A Summer Spent Studying, Part II
…and the motivation for my first project, Dropbox Window
When starting a fun project, it’s essential that you’re doing it to scratch an itch you have. It goes without saying, but let’s just say it: you’ll need every reason to motivate you see it through, and as an upside you’ll know the exact use cases and you’ll be able design for them. Isn't it just great?
So I had this itch of mine for a long time. Sometimes when I’m using a computer that I don’t own to edit some document or whatever, I need the files afterwards. Like when I want to keep the homework I did in the library, or some AutoCAD drawing from computer lab, or when I’m printing out stuff at the internet cafe and made a last second change I don’t want to lose. You’re lucky if you have a USB stick with you, but even then you might not feel like putting the drive where you keep important files to a virus laden, filthy computer.
USB sticks are so 2006 and to be honest, I don’t keep one around anymore. Everything’s on the cloud, right? And if I need to print out a file, I just generate a public Dropbox link on my smartphone and I’m good to go. But it’s frustrating I can’t do it the other way. (I think you see now where this all is headed.) Well, maybe you can. You can just navigate to the Dropbox website and after logging in you can upload the files you need, but I don’t think I would.
I see no shame in admitting that I’m a fairly paranoid person. I never log into any service on any device I don’t own. I use KeePass to store my randomly-generated non-reused 24+ character alphanumeric passwords for each service I register to and use two-factor authentication where it’s available. Even if I wanted to login on an untrusted computer, it wouldn't be an easy task. But that’s a fair trade-off for security.

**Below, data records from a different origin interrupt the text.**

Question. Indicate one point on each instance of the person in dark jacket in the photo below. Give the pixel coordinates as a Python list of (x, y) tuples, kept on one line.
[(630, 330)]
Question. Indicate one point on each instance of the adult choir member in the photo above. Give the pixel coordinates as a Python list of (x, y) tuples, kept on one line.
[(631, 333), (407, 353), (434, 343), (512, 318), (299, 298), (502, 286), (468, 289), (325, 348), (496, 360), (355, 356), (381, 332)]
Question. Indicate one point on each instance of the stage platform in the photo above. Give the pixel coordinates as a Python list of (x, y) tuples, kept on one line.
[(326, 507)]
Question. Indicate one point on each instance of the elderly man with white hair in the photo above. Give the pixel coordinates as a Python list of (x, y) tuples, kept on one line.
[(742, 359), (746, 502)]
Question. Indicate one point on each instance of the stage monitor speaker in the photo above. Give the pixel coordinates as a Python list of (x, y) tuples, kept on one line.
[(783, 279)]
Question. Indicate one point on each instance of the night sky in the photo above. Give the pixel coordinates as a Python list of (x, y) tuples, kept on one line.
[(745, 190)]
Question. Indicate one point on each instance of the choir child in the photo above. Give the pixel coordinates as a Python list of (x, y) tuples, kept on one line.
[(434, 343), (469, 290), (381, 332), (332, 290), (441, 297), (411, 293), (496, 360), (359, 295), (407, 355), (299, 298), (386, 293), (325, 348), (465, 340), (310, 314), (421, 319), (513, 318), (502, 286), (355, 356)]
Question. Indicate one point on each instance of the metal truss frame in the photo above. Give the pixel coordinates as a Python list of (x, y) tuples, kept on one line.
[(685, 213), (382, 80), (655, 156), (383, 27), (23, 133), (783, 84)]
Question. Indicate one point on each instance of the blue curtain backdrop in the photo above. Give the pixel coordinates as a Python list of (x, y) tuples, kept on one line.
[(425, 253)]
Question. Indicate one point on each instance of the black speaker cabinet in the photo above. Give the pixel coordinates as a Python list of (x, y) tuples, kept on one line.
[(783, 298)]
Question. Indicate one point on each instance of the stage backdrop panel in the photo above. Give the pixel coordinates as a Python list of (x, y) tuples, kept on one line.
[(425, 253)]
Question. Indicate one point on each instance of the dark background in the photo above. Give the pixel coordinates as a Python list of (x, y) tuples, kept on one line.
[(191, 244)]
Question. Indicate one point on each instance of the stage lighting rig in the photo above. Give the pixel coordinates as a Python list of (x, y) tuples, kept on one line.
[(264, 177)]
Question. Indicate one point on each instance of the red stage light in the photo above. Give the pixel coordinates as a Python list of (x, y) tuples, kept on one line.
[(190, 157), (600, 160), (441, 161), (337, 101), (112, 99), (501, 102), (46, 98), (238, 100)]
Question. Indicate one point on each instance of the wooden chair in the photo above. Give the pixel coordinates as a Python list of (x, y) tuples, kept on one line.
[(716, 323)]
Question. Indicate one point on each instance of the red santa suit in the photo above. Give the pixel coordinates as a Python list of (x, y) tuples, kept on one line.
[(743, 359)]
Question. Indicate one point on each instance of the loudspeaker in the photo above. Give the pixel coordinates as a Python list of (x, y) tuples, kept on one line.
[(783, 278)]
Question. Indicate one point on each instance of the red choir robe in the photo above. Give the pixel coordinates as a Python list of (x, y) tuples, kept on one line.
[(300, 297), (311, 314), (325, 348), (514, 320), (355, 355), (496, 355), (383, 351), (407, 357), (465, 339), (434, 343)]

Does it seem unreasonable to want to use Dropbox on an untrusted computer and still have an easy login procedure? I think not. I believe in ease of use and I’ll pursue it no matter what. And it gets easier when you see it’s actually doable. That’s why I fell in love with AirDroid login when I first laid my eyes on it. (Go see it if you haven’t. I’ll wait, promise.)
I’ll just go on and explain how it solved the login problem in case you didn't check it. You install the AirDroid app on your phone and point your browser to web.airdroid.com and then scan the barcode on the page using the app. That’s just it, you’re in! It’s simple and elegant. Even if the computer you’re using is compromised, no login information is transmitted. No username, no password, nothing. And that’s what I wanted to have.
I had a vision of the finished product. You would point the browser to the Dropbox Window website and it would simply state its purpose and prompt a QR code (and a URI if the trusted device doesn't have a camera). Scanning the code and then authenticating the app will in turn authenticate the client so you can start uploading immediately. It’s easy and secure. The client doesn't get your credentials, just an access token —which you can deauthorize using your phone. Even if you forget to deauthorize, an adversary is limited to the contents of the app folder; other files in your Dropbox are safe. And you can revoke the app itself later on, which will render any leaked access token useless.
The great thing about this is, the possibilities are endless. I just drew a picture of use cases I cared about, where it’s a good alternative to mailing files to yourself. But you can use it when you need to send a file to someone, but you don’t trust them enough to give your email address. You can implement this same login scheme for other services too. I read a while back that Google acquired a company experimenting with sound based authentication, and I hope it gets widespread. Logging in is a mess and it needs to be fixed.
I started with these ideas and drew some mockups, designed client-server relationship and the API. I implemented the server side using Flask and Dropbox Python API, and client side with many web development tools including jQuery, Web Starter Kit, PureCSS, etc. It was a great experience and kind of overwhelming designing such a software that touches so many different tools, services and technologies; but fun nevertheless. Right now it’s at 90% but I know that the remaining 10% will take as much time. I’ll release the source code with a permissive license, as soon as I think it’s polished enough.
On the studying front, I enrolled in two more courses on Coursera; Automata and Cryptography I. I think with these two, I’ll have been covered pretty much over 2/3 of a standard CS curriculum. While my approach a bit different, this summer study turned out a lot like Scott H Young’s MIT Challenge. There are still some topics I didn't cover yet, but I’m getting there and I don’t think I will ever say enough or stop. I love learning new and interesting stuff and while I find fun in that, it’ll keep me going.